Ed Branch as the French Taunter

Ed Branch as the French Taunter

Director, Gary J Myers, demonstrated his talent as he drew great performances from this large and versatile cast.  The music, led by Neil Streeter, created a solid sound giving the performers superb lead.  The show worked well due to the chemistry and strong performances not least by Colin Flaherty (as King Arthur) and his Knights of the Round Table. Richard Bond as Patsy (King Arthur’s side-kick) provided great support complete with horse clopping sound effects from a pair of coconut halves. There was lots of spectacle and hilarity from the French Taunters (Ed Branch on top form) to the routines and songs taking the mickey out of other musicals (I spotted quite a few including 42nd Street and Chicago). The principals had a terrific ensemble around them.  I enjoyed the variety and changes of style and atmosphere. The comedy was fast paced and very off the wall but clever and everyone had a chance to shine. BATS audiences expect high production values and they were not disappointed. Congratulations to the production team, led by Colin Webb, whose hard work, in this instance, led to a polished show that was full of memorable and hilarious moments.

Chris Horton

The Full Monty review, Nov 2016 - NODA

The Full Monty is the Americanised version of the hugely successful film of the same name.  BATS have chosen the Broadway version of the show where the action moves from Sheffield to Buffalo, New York.  It tells the story of six struggling steelworkers.  In order to make ends meet they decide to learn to dance and strip i.e. to do The Full Monty – i.e. everything off!

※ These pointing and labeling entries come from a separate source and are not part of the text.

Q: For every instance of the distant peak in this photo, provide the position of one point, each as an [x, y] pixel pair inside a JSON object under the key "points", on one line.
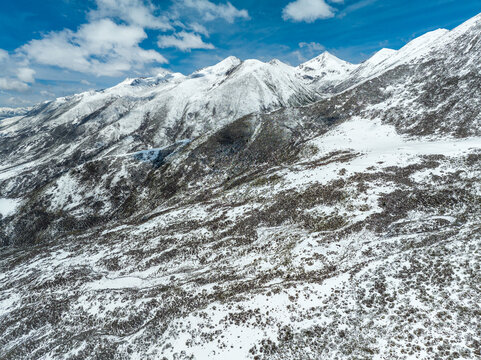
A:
{"points": [[222, 66]]}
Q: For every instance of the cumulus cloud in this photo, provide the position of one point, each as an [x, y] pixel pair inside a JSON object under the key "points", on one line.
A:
{"points": [[3, 55], [101, 48], [134, 12], [183, 41], [12, 84], [312, 46], [308, 10], [26, 75], [211, 11]]}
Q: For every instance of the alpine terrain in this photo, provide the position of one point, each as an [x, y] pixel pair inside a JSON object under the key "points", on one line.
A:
{"points": [[251, 210]]}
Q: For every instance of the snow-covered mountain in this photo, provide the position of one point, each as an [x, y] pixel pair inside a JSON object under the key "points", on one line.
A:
{"points": [[325, 71], [11, 112], [251, 210]]}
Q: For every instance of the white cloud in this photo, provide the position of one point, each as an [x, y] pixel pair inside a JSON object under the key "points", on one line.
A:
{"points": [[211, 11], [200, 29], [26, 75], [308, 10], [134, 12], [12, 84], [183, 41], [47, 94], [101, 48], [86, 82], [312, 46]]}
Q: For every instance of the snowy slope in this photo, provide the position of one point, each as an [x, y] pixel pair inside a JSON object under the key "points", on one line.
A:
{"points": [[325, 71], [209, 216]]}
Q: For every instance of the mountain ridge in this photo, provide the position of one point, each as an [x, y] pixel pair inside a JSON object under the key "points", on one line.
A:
{"points": [[245, 211]]}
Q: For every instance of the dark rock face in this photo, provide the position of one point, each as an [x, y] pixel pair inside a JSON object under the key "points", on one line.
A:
{"points": [[346, 228]]}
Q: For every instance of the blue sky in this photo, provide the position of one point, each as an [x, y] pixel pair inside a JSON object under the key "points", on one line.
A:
{"points": [[54, 48]]}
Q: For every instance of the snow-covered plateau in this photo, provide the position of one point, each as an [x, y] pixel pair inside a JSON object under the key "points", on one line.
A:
{"points": [[251, 210]]}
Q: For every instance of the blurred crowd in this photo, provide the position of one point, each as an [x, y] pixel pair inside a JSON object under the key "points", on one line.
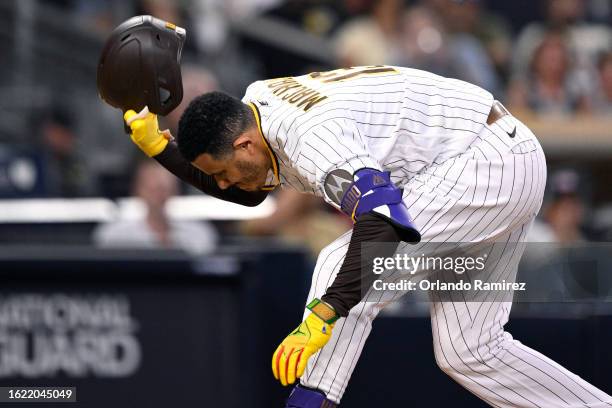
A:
{"points": [[540, 57]]}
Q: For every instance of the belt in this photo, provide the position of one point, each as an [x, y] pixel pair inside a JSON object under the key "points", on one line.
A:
{"points": [[497, 112]]}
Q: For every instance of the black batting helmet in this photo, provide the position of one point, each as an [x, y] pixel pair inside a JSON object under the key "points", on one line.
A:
{"points": [[140, 66]]}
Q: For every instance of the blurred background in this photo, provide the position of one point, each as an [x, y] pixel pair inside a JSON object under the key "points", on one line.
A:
{"points": [[120, 280]]}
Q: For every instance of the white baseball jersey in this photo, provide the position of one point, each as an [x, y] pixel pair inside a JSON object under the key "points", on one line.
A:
{"points": [[464, 181], [388, 118]]}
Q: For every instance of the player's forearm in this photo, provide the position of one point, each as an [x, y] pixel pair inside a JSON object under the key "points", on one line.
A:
{"points": [[172, 160], [347, 289]]}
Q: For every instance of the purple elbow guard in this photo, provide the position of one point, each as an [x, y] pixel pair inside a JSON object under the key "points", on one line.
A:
{"points": [[374, 192]]}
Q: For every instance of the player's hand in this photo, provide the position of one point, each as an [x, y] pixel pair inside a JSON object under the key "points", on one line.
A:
{"points": [[145, 131], [290, 358]]}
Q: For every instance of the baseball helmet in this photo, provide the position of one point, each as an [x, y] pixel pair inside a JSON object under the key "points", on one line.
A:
{"points": [[140, 66]]}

The set: street scenes, interiors were effectively created and of high quality and cleverly designed. The “Gents” toilets at the club was ingenious.   There was minimal disruption during the scene changes.  Great and convincing use of props.  

The costumes were excellent, with great attention to detail and were in keeping with the characters and story.   And this wasn’t just the strippers’ costumes – much thought had gone into the costumes for the women, showing their sassy side – many items being tight and bright!

The lighting was superb: rising and dimming when necessary, and the blinding flash of backlight at the pivotal moment was perfectly timed.    Most of the sound was excellent with voices clear and blended well with the live music.  My companion and I both felt that the screaming of the excited women (at the prospect of a stirp show) at the opening of the show was at an uncomfortable level and pitch. 

Director and Choreographer Martyn Knight demonstrated his experience and talent as he drew great performances from the entire cast. This was a great example of ensemble performance.  The six strippers, led by Paul Morris as Jerry, brought great warmth to their characters as men who found friendship and self-respect through the group.  Kathy May-Miller was simply stunning as Jeannette, the chain-smoking piano player drafted in to accompany the strippers.  Gavin Brooker deserves special praise having the difficult job of opening the show with a strip – a challenge he rose to with seeming ease.     The music, under the direction of Julie Dance , created a solid sound giving the cast superb lead.  The show worked well due to the charisma of the leading men with a terrific ensemble supporting  them.  There were no weak links in this show that had was more to it than stripping men and screaming women: depression, fathers’ rights, homosexuality, unemployment and suicide – all covered with toe tapping songs and dances to the obvious delight of the audience.